In Colorado, there have been multiple sightings of rabbits with CRPV, particularly near the city of Fort Collins, over the last year.
Colorado Parks and Wildlife (CPW) has urged anyone who sees infected rabbits to stay away and not touch them.
Reports of squirrel fibromatosis, or squirrel pox, date back to 2023, when residents in Maine captured images of common gray squirrels covered in tumors while visiting their backyards.

Squirrel fibromatosis is caused by a virus that cannot be transmitted to people or other animals

A Reddit user posted an image in 2024 of a rabbit in Fort Collins, Colorado, exhibiting signs of Shope papilloma virus

In late June, a Reddit users photographed a young deer with its face completely covered in warts in Milwaukee, Wisconsin
While disease-carrying insects can transmit the virus, wildlife experts believe homeowners who put bird feeders in their yards may have also unintentionally caused the virus to spread to more squirrels who gathered there looking for food.
Shevenell Webb from the Maine Department of Inland Fisheries and Wildlife said: ‘It’s like when you get a large concentration of people.

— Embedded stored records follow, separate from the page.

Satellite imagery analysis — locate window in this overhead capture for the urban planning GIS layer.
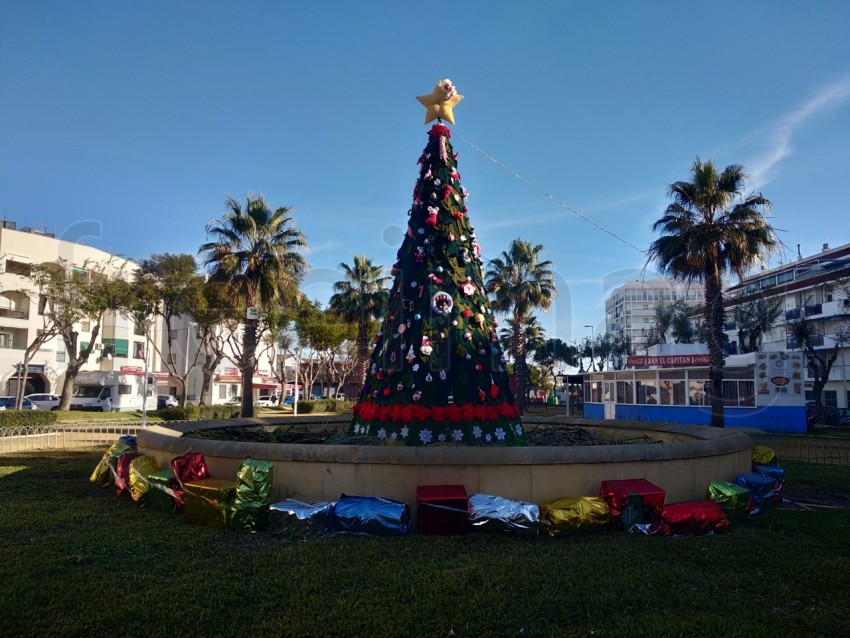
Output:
[823,390,838,408]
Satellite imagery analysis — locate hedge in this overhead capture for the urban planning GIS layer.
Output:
[0,410,59,428]
[156,404,241,421]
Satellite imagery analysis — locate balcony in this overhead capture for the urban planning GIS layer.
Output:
[0,308,29,319]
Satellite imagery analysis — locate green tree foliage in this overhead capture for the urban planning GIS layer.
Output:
[200,195,307,417]
[484,239,557,413]
[734,297,785,353]
[134,253,204,405]
[786,315,850,430]
[330,255,390,384]
[649,158,778,427]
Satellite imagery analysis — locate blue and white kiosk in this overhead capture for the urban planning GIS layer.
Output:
[584,346,806,432]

If someone is sick and it’s something that spreads easily, others are going to catch it.’
As for deer warts, the condition is part of the same broad family of viruses that can affect humans, known as papillomaviruses, which target the skin and mucous membranes.
In humans, papillomaviruses cause conditions like common warts, plantar warts, and genital warts, and some strains are linked to cancers such as cervical or throat cancer.
Deer warts can be small, like a pea, or grow as big as a football, appearing gray, black, or fleshy and often hairless.
The condition is rarely fatal. The deer’s immune system fights off the virus, and the warts shrink and disappear on their own after a few months.
In rare cases, if the warts grow too large or become infected with bacteria, they can cause problems like blocking a deer’s vision or ability to eat.